While old-fashioned musical comedies did and do continue to enjoy success on Broadway, whether in revival (the 1971 version of 1925’s No, No, Nanette), or in emulation of old hits (Mame, Jerry Herman’s 1966 follow-up to his previous Hello, Dolly!), or in the ’50s musical-comedy style (1977’s Annie), some traditional Broadway songwriters followed the Loesser and Styne example and changed with the times. An exceptional example is the jazz-based composer Cy Coleman, who wrote about dance-hall palace women and their johns in Sweet Charity (1966) and, some 30 years later, actually took on prostitution in The Life.

There would be other innovations still to come. In 1975 A Chorus Line used dance and characters (including a major musical’s first openly gay men) more than its songs or conventional plot to propel the show – and did away entirely with the heavy scenery traditionally associated with the Broadway musical.

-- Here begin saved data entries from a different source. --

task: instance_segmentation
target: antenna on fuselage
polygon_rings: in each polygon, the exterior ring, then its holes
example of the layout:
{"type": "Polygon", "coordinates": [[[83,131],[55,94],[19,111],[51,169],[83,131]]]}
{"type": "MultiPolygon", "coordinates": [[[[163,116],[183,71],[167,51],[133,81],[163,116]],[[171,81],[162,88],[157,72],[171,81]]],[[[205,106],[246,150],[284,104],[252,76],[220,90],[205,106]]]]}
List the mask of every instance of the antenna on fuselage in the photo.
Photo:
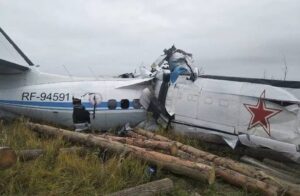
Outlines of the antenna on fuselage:
{"type": "Polygon", "coordinates": [[[6,40],[14,47],[14,49],[21,55],[21,57],[28,63],[28,65],[33,66],[32,61],[22,52],[22,50],[13,42],[12,39],[4,32],[4,30],[0,27],[0,33],[6,38],[6,40]]]}

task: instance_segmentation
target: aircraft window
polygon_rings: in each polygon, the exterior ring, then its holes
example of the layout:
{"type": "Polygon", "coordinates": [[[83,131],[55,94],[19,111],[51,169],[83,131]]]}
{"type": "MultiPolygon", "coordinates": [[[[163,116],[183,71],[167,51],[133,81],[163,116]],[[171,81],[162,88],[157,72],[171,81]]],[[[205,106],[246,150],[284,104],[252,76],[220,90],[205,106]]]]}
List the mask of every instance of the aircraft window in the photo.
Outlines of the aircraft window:
{"type": "Polygon", "coordinates": [[[122,109],[128,109],[129,108],[129,100],[128,99],[122,99],[121,100],[121,108],[122,109]]]}
{"type": "Polygon", "coordinates": [[[117,101],[115,99],[108,100],[107,107],[110,110],[115,110],[117,108],[117,101]]]}
{"type": "Polygon", "coordinates": [[[132,106],[133,106],[134,109],[140,109],[142,107],[142,105],[140,104],[139,99],[134,99],[132,101],[132,106]]]}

Set on the bare stage of a Broadway audition, the show registered the passing of an age. When, at its end, the company finally suits up in glittering costumes and top hats that evoke a Mame or Dolly, it’s an ironic gesture; the song (“One”) and dance seem dated, compared to what has come before.

In the years since A Chorus Line, spectacle has made a comeback in Andrew Lloyd Webber and Disney musicals, rock music has made occasional inroads, and artists who have been a part of the scene since the My Fair Lady apex, such as Prince and Sondheim, have continued to experiment and grow. The classics of the musical’s last golden age (so far) – West Side Story, Gypsy, and The Most Happy Fella, not to mention the entire Rodgers and Hammerstein canon and Show Boat – seem to be in almost constant revival, so durable are their songs, stories, and universal emotions. As a new millennium dawns, it’s impossible to know what the future will bring for the musical. For all the changes this kind of theater has already gone through, it still remains a young form. It’s even younger than the country that spawned it, and, as you’ll hear in this cavalcade of some of its highest achievements, every bit as brash, unpredictable, pulse-racing, and, on occasion, inspiring.